Skybuck's CUDA Memory Bandwidth Performance Test, Manual
Software version 0.14 created on 10 march 2015 by Skybuck Flying
Manual version 0.02 created on 21 february 2015 by Skybuck Flying
Skybuck's E-Mail Address: skybuck2000@hotmail.com
Software Website: http://www.skybuck.org/CUDA/BandwidthTest/

To use the program:

1. Open the Program.

2. Click "Start" button at the bottom, the bold status should now update from "Not running" to "Starting..." to "Running".

3. Watch the bandwidth chart.

4. Wait until it sayS: "Stopping..." -> (and/or) "Not running". It's now done.

5. If there are problems check the Log and e-mail me/the author or try different settings.


How the program works:

The program divides the available ammount of GPU RAM into blocks of size "MemoryBlockSize (specified in bytes)" 

The program calculates how many blocks will fit into available GPU RAM.

The program allocates a block, measures the read speed, and then allocates the next block and so on until all available GPU RAM is used up.

To measure the speed of a block the program spawns threads according to the formula: "EstimatedBandwidth (specified in bytes)" divided by 16 bytes (128 bit data transfer by reading float4).

So for example:

GT 520 has roughly 1 GB RAM available.

MemoryBlockSize is set to 128 MB ram. (1024x1024x128=134217728 bytes).

There is room for 7 blocks so a total of: 7x128 MB = 896 MB ram will be used.

The estimated bandwidth is calculated by the program as follows:

Memory Clock Frequency in hertz multiplied by Memory Bus Width in bits multiple by 2 for double data rate divided by 8 for bytes.

So for example 

GT 520 memory clock frequency is 600.000.000 hertz (600 MegaHertz).

GT 520 memory bus bit width is 64 bits.

Memory type is DDR3 (double data rate)

So estimated bandwidth is:

( 600.000.000 x 64 x 2 ) / 8 = 9.600.000.000 bytes per second.

The program will now calculate how many threads to spawn to measure this bandwidth:

9.600.000.000 bytes per second / 16 bytes = 600.000.000 threads per second (roughly).

The actual bandwidth is unknown, so this program tries to execute 600 million threads per second and it measure the kernel time that elapsed.
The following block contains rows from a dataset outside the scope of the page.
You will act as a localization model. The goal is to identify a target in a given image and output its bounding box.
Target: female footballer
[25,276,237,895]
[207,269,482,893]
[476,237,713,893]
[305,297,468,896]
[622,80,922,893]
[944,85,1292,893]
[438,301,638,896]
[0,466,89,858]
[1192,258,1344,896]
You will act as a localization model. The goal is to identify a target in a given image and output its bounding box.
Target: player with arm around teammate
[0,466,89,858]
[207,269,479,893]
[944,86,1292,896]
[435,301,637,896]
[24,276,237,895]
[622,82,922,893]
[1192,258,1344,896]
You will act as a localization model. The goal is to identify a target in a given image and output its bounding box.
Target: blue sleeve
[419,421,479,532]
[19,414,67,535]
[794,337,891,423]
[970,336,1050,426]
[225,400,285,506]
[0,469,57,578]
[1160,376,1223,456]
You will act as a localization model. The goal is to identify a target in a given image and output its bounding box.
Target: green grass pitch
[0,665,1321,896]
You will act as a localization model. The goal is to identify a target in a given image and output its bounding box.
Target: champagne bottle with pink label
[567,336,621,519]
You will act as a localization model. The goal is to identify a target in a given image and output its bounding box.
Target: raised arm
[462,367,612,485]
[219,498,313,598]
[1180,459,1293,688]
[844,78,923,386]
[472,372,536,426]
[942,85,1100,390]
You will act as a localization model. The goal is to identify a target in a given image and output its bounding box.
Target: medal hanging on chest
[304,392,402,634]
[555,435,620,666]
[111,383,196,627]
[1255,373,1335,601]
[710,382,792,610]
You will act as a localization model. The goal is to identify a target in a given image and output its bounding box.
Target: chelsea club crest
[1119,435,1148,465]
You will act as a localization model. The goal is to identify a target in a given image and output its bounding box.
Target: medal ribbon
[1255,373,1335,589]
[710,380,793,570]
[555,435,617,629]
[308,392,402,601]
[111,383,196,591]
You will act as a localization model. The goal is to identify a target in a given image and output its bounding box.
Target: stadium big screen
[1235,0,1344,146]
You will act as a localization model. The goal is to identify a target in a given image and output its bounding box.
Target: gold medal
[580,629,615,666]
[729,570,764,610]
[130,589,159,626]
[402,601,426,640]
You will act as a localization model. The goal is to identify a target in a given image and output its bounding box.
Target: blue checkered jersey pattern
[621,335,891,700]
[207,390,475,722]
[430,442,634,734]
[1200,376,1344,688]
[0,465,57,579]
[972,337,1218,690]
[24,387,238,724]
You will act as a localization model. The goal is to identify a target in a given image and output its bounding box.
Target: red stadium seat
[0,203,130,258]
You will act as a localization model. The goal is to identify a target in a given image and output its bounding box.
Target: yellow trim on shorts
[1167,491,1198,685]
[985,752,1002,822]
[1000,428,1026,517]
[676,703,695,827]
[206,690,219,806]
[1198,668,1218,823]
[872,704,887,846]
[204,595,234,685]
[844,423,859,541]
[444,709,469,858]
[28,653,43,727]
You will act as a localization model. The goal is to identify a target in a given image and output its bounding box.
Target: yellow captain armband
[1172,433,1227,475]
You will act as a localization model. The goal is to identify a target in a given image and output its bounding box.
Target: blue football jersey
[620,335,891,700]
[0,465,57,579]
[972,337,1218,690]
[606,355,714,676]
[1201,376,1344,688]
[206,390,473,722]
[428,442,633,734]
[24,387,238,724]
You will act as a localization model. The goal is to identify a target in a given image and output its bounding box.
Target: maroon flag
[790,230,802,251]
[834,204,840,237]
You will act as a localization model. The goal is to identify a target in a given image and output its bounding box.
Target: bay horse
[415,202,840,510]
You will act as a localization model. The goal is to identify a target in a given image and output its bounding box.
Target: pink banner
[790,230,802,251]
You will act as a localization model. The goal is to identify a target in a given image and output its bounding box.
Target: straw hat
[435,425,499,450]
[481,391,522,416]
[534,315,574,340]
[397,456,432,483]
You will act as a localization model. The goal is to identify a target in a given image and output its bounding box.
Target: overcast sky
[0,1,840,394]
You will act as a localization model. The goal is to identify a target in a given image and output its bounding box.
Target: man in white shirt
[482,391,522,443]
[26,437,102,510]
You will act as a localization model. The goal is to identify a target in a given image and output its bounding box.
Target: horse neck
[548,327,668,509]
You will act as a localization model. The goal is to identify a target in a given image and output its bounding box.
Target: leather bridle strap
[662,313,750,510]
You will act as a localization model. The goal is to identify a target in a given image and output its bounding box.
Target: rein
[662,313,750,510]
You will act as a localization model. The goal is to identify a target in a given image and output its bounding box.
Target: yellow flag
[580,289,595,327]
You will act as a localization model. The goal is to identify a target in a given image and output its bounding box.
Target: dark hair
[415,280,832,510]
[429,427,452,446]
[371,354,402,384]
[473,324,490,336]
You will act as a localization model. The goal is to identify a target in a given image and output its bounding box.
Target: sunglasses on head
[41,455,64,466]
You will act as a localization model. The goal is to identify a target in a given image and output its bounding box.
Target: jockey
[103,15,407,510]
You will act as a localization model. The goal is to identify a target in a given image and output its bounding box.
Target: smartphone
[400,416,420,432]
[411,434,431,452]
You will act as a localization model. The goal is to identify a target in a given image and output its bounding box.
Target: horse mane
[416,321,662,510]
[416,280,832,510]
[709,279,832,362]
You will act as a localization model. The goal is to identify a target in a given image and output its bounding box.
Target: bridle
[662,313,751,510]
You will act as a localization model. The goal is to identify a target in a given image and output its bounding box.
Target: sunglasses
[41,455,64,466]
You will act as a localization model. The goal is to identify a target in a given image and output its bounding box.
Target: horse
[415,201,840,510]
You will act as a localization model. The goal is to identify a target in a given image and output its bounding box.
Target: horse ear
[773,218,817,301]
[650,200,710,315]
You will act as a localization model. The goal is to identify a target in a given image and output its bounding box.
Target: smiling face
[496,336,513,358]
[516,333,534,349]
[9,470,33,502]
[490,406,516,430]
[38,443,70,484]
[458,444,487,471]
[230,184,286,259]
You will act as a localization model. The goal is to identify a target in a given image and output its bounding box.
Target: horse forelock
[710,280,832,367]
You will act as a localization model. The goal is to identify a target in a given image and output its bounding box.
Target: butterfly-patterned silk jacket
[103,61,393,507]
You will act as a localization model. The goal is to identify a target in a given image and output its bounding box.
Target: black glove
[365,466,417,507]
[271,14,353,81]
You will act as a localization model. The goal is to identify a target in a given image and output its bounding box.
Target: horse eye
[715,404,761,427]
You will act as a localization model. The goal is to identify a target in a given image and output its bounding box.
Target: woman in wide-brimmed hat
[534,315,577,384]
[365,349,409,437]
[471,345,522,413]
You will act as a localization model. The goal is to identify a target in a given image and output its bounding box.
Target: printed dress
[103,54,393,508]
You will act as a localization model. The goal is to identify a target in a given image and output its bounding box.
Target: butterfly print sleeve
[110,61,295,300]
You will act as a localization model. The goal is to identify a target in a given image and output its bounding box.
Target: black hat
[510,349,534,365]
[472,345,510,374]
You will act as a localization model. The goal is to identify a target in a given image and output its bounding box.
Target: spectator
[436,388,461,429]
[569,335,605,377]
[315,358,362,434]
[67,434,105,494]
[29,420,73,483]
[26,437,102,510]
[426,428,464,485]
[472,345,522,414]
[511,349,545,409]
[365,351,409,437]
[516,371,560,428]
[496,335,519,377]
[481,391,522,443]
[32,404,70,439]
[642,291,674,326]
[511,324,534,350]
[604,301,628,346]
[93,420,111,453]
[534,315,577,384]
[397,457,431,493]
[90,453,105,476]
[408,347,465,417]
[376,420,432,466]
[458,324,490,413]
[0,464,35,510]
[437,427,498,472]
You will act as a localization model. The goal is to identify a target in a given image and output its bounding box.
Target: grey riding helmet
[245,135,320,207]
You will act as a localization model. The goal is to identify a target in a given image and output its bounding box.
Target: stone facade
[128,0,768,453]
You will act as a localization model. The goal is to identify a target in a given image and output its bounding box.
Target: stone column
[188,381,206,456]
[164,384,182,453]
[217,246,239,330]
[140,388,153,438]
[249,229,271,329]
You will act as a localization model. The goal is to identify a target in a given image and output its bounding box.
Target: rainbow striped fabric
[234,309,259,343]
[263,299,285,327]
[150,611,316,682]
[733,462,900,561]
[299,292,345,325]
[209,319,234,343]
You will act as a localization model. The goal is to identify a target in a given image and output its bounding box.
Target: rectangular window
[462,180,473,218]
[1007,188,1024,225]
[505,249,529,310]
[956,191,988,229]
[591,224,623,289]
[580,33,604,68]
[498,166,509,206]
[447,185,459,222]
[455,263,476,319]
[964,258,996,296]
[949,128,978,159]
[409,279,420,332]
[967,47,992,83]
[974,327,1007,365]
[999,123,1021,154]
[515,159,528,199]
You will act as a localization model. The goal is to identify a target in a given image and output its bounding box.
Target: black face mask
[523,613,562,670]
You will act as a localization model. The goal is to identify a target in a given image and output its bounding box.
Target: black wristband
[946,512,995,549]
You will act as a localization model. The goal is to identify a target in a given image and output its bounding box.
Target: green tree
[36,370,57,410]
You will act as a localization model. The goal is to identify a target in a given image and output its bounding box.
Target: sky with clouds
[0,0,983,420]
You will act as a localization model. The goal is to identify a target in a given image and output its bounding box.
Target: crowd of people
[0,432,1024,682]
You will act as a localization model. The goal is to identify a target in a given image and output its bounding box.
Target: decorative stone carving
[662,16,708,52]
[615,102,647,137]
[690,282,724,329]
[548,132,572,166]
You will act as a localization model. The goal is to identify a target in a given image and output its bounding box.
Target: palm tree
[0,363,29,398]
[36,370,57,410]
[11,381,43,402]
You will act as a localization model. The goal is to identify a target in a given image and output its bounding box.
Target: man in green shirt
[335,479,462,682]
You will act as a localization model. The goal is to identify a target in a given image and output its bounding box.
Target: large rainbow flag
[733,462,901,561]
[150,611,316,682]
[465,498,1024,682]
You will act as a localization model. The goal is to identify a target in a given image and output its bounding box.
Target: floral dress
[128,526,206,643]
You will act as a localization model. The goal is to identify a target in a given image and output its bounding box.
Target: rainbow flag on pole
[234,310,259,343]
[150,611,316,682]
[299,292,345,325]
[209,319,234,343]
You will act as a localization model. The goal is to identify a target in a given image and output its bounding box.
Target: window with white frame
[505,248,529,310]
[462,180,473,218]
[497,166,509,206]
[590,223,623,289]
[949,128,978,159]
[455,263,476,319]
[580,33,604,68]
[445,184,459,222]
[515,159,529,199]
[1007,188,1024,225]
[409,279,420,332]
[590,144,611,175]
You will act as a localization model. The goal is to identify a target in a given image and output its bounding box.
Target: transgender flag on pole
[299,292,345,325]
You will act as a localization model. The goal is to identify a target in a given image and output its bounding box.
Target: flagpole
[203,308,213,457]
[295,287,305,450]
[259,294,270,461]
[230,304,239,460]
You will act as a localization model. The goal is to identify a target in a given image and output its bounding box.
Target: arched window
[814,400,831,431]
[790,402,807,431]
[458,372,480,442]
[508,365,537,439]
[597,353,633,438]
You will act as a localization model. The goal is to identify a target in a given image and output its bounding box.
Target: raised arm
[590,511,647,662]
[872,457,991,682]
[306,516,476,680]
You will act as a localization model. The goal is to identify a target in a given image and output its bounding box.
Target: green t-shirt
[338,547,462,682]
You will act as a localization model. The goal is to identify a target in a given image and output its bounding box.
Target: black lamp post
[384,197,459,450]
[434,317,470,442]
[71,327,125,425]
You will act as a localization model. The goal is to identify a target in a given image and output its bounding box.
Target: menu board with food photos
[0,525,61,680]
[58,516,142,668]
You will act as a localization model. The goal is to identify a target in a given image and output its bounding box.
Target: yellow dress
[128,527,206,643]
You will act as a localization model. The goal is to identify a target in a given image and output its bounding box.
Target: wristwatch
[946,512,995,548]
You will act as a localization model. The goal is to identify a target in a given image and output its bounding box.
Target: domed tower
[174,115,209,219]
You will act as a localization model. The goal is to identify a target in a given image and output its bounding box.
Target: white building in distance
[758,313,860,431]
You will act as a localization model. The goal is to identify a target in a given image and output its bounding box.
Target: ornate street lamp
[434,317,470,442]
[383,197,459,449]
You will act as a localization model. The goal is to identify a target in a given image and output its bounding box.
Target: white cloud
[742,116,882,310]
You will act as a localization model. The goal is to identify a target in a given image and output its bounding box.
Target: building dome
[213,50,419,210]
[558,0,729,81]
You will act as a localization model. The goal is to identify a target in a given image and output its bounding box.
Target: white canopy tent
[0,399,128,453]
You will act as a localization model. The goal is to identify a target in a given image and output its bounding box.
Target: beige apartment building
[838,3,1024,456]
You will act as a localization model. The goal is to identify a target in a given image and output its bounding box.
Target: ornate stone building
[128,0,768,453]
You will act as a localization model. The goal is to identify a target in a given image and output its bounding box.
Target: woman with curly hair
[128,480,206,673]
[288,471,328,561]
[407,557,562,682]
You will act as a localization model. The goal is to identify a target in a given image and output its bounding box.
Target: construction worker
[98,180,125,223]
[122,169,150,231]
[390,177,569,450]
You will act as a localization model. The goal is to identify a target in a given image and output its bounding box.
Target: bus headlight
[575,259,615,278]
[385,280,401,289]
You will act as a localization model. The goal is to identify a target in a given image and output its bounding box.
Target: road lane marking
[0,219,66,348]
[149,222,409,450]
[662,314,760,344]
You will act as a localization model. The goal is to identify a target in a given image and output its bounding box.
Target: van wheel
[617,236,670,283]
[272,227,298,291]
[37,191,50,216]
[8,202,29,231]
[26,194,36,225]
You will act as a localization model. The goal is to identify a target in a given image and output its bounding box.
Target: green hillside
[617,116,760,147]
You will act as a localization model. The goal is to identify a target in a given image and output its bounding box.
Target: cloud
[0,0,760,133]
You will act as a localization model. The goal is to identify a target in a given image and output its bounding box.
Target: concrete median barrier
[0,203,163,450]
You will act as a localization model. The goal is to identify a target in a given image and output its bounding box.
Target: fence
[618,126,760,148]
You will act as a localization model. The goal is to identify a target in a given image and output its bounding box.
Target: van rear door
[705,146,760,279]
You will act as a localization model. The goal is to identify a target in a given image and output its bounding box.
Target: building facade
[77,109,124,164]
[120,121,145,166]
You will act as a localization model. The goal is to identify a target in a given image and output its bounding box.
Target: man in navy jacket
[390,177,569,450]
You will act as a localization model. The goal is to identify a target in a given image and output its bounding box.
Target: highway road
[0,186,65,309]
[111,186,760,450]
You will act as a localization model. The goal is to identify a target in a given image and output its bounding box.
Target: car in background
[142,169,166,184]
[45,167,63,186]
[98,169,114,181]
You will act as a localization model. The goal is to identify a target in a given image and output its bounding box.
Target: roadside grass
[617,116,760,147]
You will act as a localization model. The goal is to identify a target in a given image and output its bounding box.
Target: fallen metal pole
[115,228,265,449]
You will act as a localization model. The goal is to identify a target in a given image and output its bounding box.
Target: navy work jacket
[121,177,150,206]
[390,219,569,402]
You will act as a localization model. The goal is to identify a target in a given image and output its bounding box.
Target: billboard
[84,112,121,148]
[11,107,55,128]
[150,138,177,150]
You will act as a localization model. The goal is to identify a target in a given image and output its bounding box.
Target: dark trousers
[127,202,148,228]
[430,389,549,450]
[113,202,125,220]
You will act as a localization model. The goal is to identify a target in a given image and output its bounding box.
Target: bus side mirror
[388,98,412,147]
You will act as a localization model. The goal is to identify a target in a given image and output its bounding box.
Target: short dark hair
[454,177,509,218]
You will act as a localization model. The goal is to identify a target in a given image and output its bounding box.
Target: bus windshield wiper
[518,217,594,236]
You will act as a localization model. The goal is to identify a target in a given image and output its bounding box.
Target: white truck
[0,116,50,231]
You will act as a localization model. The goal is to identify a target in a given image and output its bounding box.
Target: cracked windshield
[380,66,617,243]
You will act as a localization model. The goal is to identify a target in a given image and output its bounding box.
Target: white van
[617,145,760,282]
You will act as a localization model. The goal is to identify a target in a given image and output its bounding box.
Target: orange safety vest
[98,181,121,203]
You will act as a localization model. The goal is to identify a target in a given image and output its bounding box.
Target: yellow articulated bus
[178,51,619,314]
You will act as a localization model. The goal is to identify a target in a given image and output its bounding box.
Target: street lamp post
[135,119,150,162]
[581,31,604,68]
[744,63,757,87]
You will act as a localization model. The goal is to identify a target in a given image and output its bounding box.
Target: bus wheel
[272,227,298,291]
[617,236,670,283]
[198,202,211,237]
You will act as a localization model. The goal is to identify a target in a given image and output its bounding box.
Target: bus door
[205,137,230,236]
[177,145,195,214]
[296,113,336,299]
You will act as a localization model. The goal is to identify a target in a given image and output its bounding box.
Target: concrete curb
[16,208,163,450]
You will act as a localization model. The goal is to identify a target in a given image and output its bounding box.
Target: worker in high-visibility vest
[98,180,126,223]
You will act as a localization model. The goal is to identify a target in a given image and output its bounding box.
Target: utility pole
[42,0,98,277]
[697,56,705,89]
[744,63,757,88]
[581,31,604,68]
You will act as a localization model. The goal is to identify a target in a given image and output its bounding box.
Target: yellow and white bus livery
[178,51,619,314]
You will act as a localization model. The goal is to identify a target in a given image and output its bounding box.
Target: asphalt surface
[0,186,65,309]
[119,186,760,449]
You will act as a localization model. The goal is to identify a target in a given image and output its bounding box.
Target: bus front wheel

It will now compute the bandwidth as follow:

ActualBandwidth := (EstimatedBandwidth / KernelTimeElapsedInMilliseconds) * 1000;

This actual bandwidth number is then added to the bandwidth chart.

(In reality it first performs a "warm up round" per block, to make sure the block is read into GPU ram and is not somewhere in a page block in a page file or something "virtual ram").

The number of "warm up rounds" can be indicated by the "Rounds" setting. The default is 2.

Which means 1 warm up round and 1 actual measuring round per block.

(There is also an additional chart called: "overhead", this chart was an experiment to see how much "overhead" memory is allocated per block, usually this will be 0, but if it's not then that's
kinda weird, not sure why it would not be 0, it simply measures "free memory" before and after a block is allocated, and computes any difference which is beyond the block size that was allocated.
Overhead = (NewFreeMemory + BlockSize) - OldFreeMemory
If it allocated more memory than just the block size, there would be a positive overhead, if less then negative. Perhaps other programs could influence the ammount of memory available or something else inside the driver,
perhaps the charts them selfes, not sure about that.

(The estimated bandwidth approach is needed to prevent the kernel from completing to fast, so it's an indication for the program how much work to generate for the gpu as to get a good/long
enough reading which should roughly last 1 second per block, or 1000 milliseconds per block).

(the ptx file was edited after compile to delete the branch and store instructions to test read speed only.)

(the program will now transcend compute capabilities if a launch failure occurs, it will start with device compute capability and proceed to lower compute capabilities if a launch failure happens until all are tried, if it then still fails it should stop).

The workload allows to override the estimated bandwidth setting, the volume bandwidth is the actual bandwidth that is going to be tested.

The program tries to limit all workload settings to estimated bandwidth so that volume bandwidth doesn't exceed estimated bandwidth too much.

Testing to large bandwidths could make the program run for a long time, thus this constraint tries to prevent.

To increase volume bandwidth set estimated bandwidth higher first.

The minimum for a workload setting is indicated by min. The maximum for a workload setting is indicated by max.

BlockWidth * BlockHeight * BlockDepth cannot exceed MaxThreadsPerBlock, the program will force a limit to not exceed it otherwise a kernel launch will fail.

EstimatedBandwidth is initially set to the theoretical maximum bandwidth, this could cause the program to run very long ! Try lowering estimated bandwidth
if that is the case !